The two monumental red-painted columns in front of the Naval Museum symbolized the naval power of the Russian Empire. The columns were built in the early nineteenth century as beacons.
The Rostral Columns are situated on Strelka, the eastern tip of Vasilievsky island. In 1733 the port of St. Petersburg was set up here. The port grew quickly as trade with Western Europe increased. The columns were built as beacons to guide the constantly growing number of ships during St. Petersburg’s long dark nights.
The columns were erected in front of the neoclassical facade of the stock exchange building – now a naval museum, which was constructed at around the same time. After sunset, oil lamps at the top of the columns guided ships to the port.

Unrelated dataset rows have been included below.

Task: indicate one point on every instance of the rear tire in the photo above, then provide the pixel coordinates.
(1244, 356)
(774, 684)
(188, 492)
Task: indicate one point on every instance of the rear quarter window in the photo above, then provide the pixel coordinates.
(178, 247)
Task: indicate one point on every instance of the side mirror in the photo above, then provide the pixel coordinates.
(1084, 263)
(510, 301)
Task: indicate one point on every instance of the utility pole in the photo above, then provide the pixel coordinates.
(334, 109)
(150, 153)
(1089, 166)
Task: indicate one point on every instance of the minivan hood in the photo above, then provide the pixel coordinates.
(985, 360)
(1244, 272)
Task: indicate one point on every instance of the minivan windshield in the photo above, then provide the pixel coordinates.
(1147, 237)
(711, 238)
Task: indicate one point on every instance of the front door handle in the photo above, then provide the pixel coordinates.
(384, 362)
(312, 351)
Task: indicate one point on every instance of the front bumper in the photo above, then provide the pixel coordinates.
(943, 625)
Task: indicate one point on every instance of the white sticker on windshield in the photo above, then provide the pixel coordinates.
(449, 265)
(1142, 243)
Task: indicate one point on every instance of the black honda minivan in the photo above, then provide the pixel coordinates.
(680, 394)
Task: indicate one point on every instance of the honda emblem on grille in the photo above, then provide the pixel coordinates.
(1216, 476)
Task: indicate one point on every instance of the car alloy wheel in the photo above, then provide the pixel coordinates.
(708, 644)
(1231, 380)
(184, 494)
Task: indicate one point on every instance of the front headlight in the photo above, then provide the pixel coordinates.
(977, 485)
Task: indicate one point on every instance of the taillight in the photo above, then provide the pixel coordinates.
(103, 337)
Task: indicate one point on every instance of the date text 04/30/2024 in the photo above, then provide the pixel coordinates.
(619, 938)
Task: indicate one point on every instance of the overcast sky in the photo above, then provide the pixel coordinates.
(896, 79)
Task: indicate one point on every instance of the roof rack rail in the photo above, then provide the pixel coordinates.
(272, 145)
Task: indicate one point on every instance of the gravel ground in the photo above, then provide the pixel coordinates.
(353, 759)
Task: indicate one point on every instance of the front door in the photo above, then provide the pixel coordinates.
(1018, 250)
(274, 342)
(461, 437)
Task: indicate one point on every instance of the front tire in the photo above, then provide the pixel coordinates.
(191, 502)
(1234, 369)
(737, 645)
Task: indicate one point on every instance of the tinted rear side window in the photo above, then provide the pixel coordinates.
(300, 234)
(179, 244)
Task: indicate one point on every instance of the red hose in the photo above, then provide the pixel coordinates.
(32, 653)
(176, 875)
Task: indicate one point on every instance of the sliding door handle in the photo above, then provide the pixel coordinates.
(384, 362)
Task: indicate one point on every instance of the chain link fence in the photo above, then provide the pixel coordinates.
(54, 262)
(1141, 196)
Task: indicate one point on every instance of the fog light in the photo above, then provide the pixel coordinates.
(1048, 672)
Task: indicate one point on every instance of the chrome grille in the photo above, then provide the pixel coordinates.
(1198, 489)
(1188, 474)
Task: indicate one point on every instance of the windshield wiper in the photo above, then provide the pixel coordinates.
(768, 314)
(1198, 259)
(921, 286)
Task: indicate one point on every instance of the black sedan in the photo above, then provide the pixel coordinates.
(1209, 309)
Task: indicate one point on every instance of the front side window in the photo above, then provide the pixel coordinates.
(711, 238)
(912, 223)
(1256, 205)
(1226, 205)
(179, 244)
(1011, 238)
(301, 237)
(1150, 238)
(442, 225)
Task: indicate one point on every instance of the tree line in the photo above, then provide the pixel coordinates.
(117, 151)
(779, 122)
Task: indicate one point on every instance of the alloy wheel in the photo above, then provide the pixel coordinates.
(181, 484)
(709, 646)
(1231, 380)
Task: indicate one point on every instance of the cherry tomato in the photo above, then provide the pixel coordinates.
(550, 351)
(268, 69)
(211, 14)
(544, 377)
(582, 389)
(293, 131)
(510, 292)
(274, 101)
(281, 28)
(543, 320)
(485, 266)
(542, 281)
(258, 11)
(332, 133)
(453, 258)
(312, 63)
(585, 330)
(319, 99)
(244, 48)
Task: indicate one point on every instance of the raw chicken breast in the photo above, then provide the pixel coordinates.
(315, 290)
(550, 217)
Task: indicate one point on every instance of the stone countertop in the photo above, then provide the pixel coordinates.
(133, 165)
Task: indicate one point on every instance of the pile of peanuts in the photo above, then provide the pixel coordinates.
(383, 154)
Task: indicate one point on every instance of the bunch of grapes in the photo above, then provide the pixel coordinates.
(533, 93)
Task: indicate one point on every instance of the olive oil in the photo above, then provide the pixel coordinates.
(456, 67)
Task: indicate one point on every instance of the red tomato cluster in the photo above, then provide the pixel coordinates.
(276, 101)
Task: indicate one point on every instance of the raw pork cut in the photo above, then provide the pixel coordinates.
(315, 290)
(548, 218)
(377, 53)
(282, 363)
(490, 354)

The seven-meter-high (23 ft.) oil lamps were later replaced by gas lit lamps.
In 1885 the port moved to the Gulf of Finland to accommodate larger vessels and increased traffic, and the beacons were decommissioned. The lamps are still lit on public holidays and during ceremonies.

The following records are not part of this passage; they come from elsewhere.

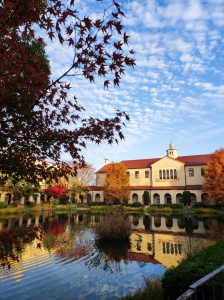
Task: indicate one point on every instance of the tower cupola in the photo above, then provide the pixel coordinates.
(171, 152)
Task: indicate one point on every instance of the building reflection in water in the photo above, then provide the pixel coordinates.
(155, 239)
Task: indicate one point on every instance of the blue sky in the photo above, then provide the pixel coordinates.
(175, 92)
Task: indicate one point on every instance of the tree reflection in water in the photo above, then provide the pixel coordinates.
(108, 255)
(12, 243)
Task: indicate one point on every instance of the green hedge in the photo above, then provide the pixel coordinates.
(171, 205)
(99, 204)
(177, 280)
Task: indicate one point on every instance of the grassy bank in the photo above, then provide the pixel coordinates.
(26, 209)
(153, 291)
(178, 279)
(179, 209)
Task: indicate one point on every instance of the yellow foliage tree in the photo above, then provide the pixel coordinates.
(116, 186)
(214, 178)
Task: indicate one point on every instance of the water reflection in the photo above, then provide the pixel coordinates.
(65, 245)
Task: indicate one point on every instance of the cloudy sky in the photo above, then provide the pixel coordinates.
(175, 92)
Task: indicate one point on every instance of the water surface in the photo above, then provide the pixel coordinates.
(56, 256)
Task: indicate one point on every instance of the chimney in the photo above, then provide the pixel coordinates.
(106, 161)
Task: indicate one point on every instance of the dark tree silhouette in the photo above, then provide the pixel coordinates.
(38, 118)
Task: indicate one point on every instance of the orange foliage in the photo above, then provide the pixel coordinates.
(214, 178)
(116, 187)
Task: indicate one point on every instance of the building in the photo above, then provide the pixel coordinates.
(164, 178)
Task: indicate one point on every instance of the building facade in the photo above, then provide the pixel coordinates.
(164, 178)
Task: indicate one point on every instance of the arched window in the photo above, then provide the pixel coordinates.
(168, 198)
(167, 174)
(157, 221)
(97, 198)
(156, 199)
(181, 222)
(204, 197)
(160, 174)
(169, 222)
(193, 198)
(179, 198)
(134, 197)
(8, 198)
(175, 174)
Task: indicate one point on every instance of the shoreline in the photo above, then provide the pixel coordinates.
(112, 208)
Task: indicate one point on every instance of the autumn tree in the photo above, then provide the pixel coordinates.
(116, 186)
(56, 191)
(39, 117)
(21, 189)
(214, 178)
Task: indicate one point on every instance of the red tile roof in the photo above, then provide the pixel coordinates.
(132, 256)
(190, 160)
(148, 187)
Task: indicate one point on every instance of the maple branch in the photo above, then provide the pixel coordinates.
(10, 17)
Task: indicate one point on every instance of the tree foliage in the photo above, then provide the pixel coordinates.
(38, 117)
(56, 191)
(21, 189)
(214, 178)
(116, 187)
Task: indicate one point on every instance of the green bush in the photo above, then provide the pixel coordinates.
(3, 205)
(177, 280)
(136, 204)
(30, 204)
(64, 200)
(113, 227)
(170, 205)
(199, 205)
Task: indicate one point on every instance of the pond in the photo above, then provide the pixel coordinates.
(55, 256)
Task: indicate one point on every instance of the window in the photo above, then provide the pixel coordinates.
(160, 174)
(191, 172)
(167, 174)
(175, 174)
(202, 171)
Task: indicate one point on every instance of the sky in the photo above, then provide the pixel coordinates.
(176, 91)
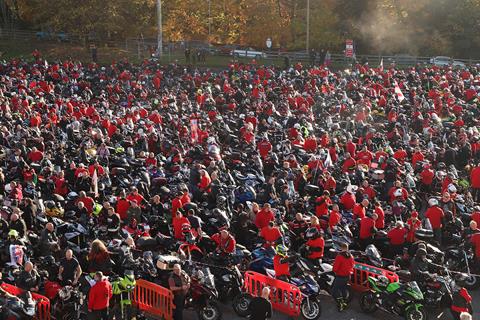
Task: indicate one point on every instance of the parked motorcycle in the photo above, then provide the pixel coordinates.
(401, 299)
(202, 296)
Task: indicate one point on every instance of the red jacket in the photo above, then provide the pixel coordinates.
(317, 245)
(99, 296)
(281, 269)
(343, 264)
(225, 245)
(348, 201)
(397, 236)
(475, 178)
(270, 235)
(366, 227)
(263, 218)
(435, 215)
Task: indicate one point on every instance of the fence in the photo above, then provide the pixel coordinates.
(284, 297)
(153, 299)
(43, 304)
(359, 280)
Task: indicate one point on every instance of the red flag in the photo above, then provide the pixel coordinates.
(95, 183)
(398, 92)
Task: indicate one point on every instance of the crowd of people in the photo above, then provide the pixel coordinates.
(285, 158)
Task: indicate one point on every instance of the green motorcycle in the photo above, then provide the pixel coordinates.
(400, 299)
(122, 289)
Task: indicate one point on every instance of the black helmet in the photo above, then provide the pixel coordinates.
(312, 233)
(460, 279)
(421, 253)
(49, 260)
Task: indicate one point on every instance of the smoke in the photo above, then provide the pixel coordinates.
(403, 26)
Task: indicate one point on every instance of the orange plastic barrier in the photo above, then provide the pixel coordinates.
(359, 280)
(284, 297)
(153, 299)
(43, 303)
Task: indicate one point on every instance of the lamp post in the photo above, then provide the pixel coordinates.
(308, 25)
(209, 19)
(159, 35)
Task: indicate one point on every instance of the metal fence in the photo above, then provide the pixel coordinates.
(145, 47)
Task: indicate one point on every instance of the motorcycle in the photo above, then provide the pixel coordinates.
(459, 259)
(310, 307)
(407, 303)
(19, 308)
(202, 296)
(68, 304)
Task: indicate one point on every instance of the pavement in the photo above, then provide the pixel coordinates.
(329, 311)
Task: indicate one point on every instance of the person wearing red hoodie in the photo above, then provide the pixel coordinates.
(264, 216)
(435, 214)
(461, 299)
(475, 183)
(225, 242)
(343, 268)
(99, 297)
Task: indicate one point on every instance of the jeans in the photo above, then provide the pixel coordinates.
(98, 314)
(340, 287)
(179, 302)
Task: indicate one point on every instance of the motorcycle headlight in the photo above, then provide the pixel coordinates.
(226, 277)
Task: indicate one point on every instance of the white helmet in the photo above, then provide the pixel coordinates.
(452, 188)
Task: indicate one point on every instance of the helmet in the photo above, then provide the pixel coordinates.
(281, 250)
(398, 193)
(432, 202)
(312, 233)
(186, 228)
(383, 281)
(50, 260)
(13, 233)
(460, 279)
(421, 252)
(452, 188)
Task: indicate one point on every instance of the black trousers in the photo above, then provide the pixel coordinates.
(98, 314)
(179, 302)
(340, 287)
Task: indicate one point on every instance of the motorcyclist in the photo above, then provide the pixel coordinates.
(420, 266)
(225, 242)
(271, 234)
(461, 299)
(281, 262)
(435, 214)
(29, 279)
(49, 243)
(315, 245)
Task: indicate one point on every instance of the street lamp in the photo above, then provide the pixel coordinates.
(159, 35)
(308, 25)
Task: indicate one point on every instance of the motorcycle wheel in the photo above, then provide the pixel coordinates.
(311, 310)
(414, 314)
(472, 282)
(211, 311)
(240, 304)
(368, 302)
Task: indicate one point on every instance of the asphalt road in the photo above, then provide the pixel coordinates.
(329, 311)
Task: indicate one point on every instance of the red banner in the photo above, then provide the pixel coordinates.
(349, 48)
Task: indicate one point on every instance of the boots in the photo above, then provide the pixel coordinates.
(341, 304)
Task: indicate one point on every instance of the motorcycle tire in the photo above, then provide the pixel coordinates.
(311, 310)
(368, 302)
(472, 282)
(240, 304)
(210, 311)
(415, 314)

Design of the Rostral Columns
The thirty-two-meter (105 ft.) tall columns were designed by the French architect Thomas de Thomon and constructed in 1811. The brick columns were finished with dark red stucco and sit on a large granite plinth. At the foot of each column are pairs of imposing marbles sculptures, allegorical figures of mythical gods representing four major rivers in Russia: the Neva, Dnieper, Volga and Volkhov.
Metal models of prows, decorated with nautical themes, adorn the columns. They symbolize naval supremacy and follow the example of the Romans who used prows of conquered ships to decorate their monuments, most notably the Rostra at the Forum Romanum. The name of the Rostral Columns is derived from the Latin word for a ship’s beak: rostrum.